Mar 27, 2026 - For details about updated CVE-2025-53521 (BIG-IP APM vulnerability), refer to K000156741.

Forum Discussion

craddockchris's avatar
craddockchris
Icon for Altocumulus rankAltocumulus
Apr 22, 2024

iRule assistance

Dear community, Could someone provide me with an example of an iRule that does the following:   I would like to have a single inbound VIP for API calls. These calls could go to one of 2 Pools depe...
devops
candc's avatar
candc
Icon for Cirrus rankCirrus
Apr 22, 2024

At its simplest...

when HTTP_REQUEST {
    switch -glob -- [string tolower [HTTP::uri]] {
        "/thing-a/*" { pool "apiPoolA" }
        "/thing-b/*" { pool "apiPoolB" }
        default { HTTP::respond 400 content "Unsupported URI" noserver }
    }
}

i.e., in the HTTP_REQUEST event, read the URI, convert it to lower-case (for easier comparing) and compare it to one or more simple patterns

If the URI starts with /thing-a/, forward to one specific backend pool; if it starts with /thing-b/, forward to another.
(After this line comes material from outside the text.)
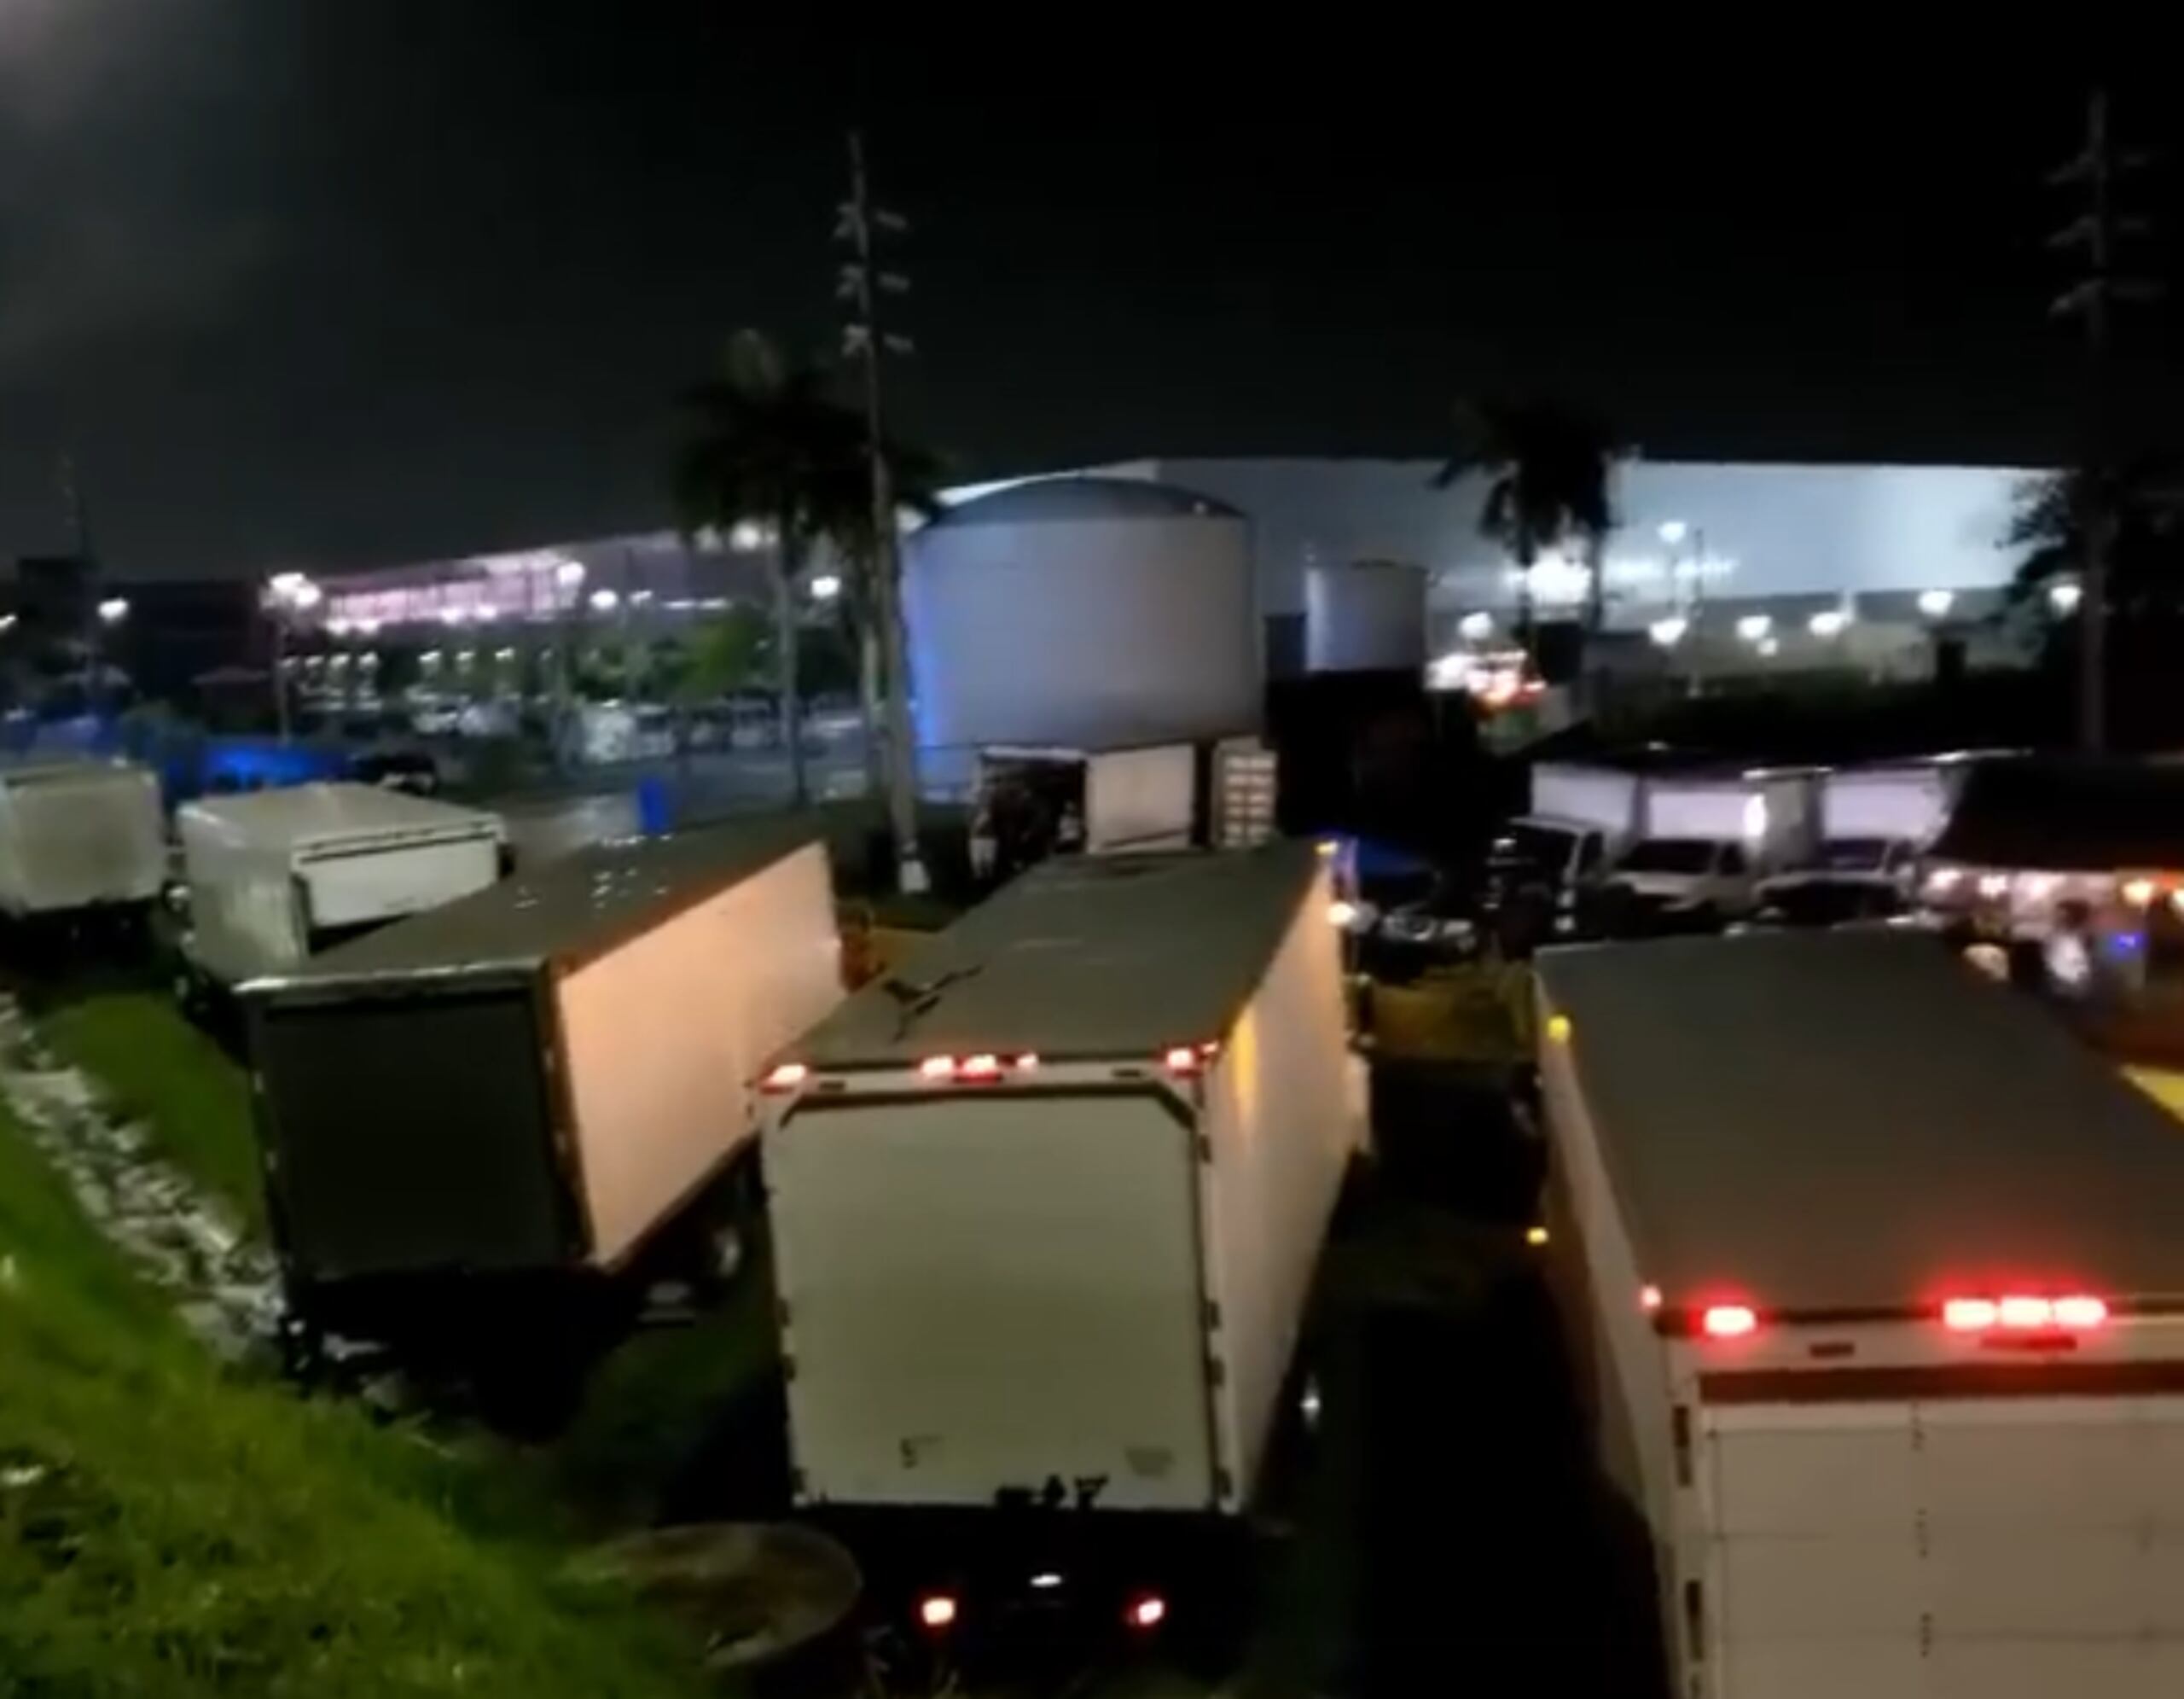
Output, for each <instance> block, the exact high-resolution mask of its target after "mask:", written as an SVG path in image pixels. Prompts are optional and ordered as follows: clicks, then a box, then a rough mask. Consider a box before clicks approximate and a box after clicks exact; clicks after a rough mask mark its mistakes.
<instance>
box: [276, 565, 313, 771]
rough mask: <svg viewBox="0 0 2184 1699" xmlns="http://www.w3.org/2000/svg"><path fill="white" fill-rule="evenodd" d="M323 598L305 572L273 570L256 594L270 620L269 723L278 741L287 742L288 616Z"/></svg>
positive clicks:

If the URI does not match either of those patterns, respond with a basic HTTP error message.

Note that, to the BIGIP, the term "URI" means "the path and querystring".  If you actually want just the path, try [HTTP::path]; if you want the hostname, try [HTTP::host]; or if you want both, consider "[HTTP::host][HTTP::uri]".

If you need the scheme (i.e. if it is HTTP or HTTPS), it can be a little trickier.  Possibly [expr { [PROFILE::exists clientssl] ? "https" : "http" }].